Before sleeve tattoos and craft beer.
Before pulled pork and slaw.
When junkies died of romance. Hot shots. And broken hearts.
When Jimmy found things out the hard way.
Smith Street. Two-thirds to Gertrude. Just a doorway and an Islander with his own postcode.
Jimmy climbs the steep, black staircase. It reeks of dead cigarettes. Cheap bourbon. Desperation.
No-one is dancing.
It’s all gloom, smoke and hard eyes.
He finds a seat at the bar.
Stuyvos. House vodka. Something else.
He’s on his second when she sits down.
Chemist-rack glasses. Cracked lips.
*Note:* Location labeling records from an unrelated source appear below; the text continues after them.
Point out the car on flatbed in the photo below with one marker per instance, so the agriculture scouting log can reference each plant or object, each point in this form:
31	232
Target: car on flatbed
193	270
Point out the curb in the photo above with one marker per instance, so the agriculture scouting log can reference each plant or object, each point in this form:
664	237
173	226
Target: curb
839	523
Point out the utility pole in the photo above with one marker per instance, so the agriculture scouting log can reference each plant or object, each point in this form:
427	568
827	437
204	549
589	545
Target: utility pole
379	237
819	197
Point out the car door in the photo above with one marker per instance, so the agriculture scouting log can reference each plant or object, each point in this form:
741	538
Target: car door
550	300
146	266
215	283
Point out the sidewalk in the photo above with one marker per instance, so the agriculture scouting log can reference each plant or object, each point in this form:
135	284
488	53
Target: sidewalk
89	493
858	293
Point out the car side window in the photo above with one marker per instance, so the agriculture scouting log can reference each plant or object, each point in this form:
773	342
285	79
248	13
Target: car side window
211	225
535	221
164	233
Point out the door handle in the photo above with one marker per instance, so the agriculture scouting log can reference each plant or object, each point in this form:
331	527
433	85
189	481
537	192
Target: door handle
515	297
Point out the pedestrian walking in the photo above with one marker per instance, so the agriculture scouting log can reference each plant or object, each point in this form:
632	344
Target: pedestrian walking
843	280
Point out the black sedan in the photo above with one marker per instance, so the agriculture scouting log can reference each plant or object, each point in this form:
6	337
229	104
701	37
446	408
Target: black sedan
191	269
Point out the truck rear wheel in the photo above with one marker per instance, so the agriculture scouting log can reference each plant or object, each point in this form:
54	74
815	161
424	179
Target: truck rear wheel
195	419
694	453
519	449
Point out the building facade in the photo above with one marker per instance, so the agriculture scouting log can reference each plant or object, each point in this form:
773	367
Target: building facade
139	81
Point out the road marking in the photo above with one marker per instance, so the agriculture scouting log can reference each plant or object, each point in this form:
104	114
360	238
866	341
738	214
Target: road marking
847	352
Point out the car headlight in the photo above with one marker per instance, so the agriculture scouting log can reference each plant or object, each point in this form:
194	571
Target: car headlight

And wings.
Dealers trade smack and ketamine.
She twirls her straw.
The DJ false starts.
They exchange glances.
Jimmy’s no good at that shit.
‘What’s with the wings?’
Soft under his fingertips, like a boa.
Thin smile. Like she’s heard it a hundred times.
Jagged, crooked teeth. Like nobody’s business.
‘Pretty aren’t they?’ she says.
He buys her a Southern and Coke. He has no idea what she drinks.
She smells like bed. Like clean flannel sheets. Like sex.
And Jimmy never was good at playing it cool.
That’s the name she tells him. She’s on the dole. And that suits Jimmy just perfect.
She lives in a big room on Easey Street.
Best room of six.
Jimmy hasn’t seen how bad the others are.
They’re rented by the brothel over the road.
So the girls can sleep.
That’s what she tells him.
Their first date is at Dights Falls.
They lay on the cool, grassy bank near the weir.
They watch and listen to the birds in the trees.
Jimmy wonders why they have to be so fucking unpleasant sometimes.
As the sun sinks, the birds go quiet.
A moment when they both look up at the sky.
When the clouds go pink.
Like fairy floss.
Their thin fingers entwine.
And her drowning eyes.
Like very hard drugs.
And they still haven’t fucked.
Which somehow seems perfect.
Jimmy read something once. Inside an album cover. Memorised to impress girls. It never worked.
He only remembers half.
I waited all day
You waited all day
But you left before sunset
And I just wanted to tell you
The moment was beautiful
She pinches his arm, eyes slitted to the dead pink light.
‘That’s really … so crap.’
He pulls her in close.
‘With the other half,’ he says, ‘it’s much better.’
Two days later. Knocks on her door.
A waif. See-through skin. Eyes like flint.
‘I was looking for—’
Jimmy blinks. ‘Where?’
‘Queensland. I got her room. And her shifts.’ Shuts the door behind her. ‘I’ve gotta get to work so …’
Eyes search him.
Jimmy shakes his head.
He feels for the folded page in his pocket.
‘Can you give her this. If you see her again.’
She takes it from his hand. Unfolds it.
Chews her lip as her eyes slip back and forth.
Just wanted to dance to bad music
Drive bad cars
Watch bad TV
Should have stayed for the sunset
If not for me.
She pushes it inside her pocket. ‘Doesn’t make sense.’
‘It might have,’ he says, ‘with the other half.’